Setores de semicondutores e luxo impulsionam ganhos após corte americana derrubar tarifas de Trump
As bolsas europeias encerraram a semana em alta, impulsionadas por uma decisão histórica da Suprema Corte dos Estados Unidos, que considerou ilegais as tarifas impostas pelo governo Trump. Esse movimento trouxe alívio imediato para empresas exportadoras do continente, especialmente aquelas ligadas à cadeia de semicondutores e ao setor de luxo, que viram suas ações dispararem diante de um ambiente comercial mais previsível e menos restritivo.
Contexto internacional e impacto nos mercados A decisão judicial nos EUA representa um marco para o comércio global, reduzindo incertezas e abrindo espaço para uma retomada das exportações europeias. Em Londres, o FTSE 100 avançou 0,56%, enquanto o DAX de Frankfurt subiu 0,81%. Paris registrou alta expressiva de 1,39% no CAC 40, e Milão viu o FTSE MIB crescer 1,48%. Madri também acompanhou o movimento positivo, com o Ibex 35 subindo 0,82%. A única exceção foi Lisboa, onde o PSI 20 recuou levemente 0,05%.
No acumulado semanal, os ganhos foram ainda mais robustos: o FTSE 100 subiu 2,3%, o DAX avançou 1,3%, o CAC 40 teve alta de 2,5%, Milão acumulou 2,3% e o Ibex 35 liderou com 2,8%. Mesmo Lisboa, apesar do recuo pontual, fechou a semana com valorização de 1,0%.

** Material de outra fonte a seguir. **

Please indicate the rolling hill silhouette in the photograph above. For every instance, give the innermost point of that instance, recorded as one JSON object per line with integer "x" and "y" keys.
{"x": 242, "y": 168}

Setores em destaque: semicondutores e luxo
O setor de semicondutores foi um dos grandes beneficiados, refletindo a sensibilidade dessas empresas às disputas comerciais globais. ASML Holding, ASM International e BE Semiconductor registraram altas expressivas, impulsionadas pela perspectiva de exportações menos pressionadas por tarifas. A recente decisão reforça o acordo firmado entre União Europeia e EUA, que estabeleceu um teto tarifário de 15% para exportações do setor, trazendo previsibilidade e confiança para os investidores.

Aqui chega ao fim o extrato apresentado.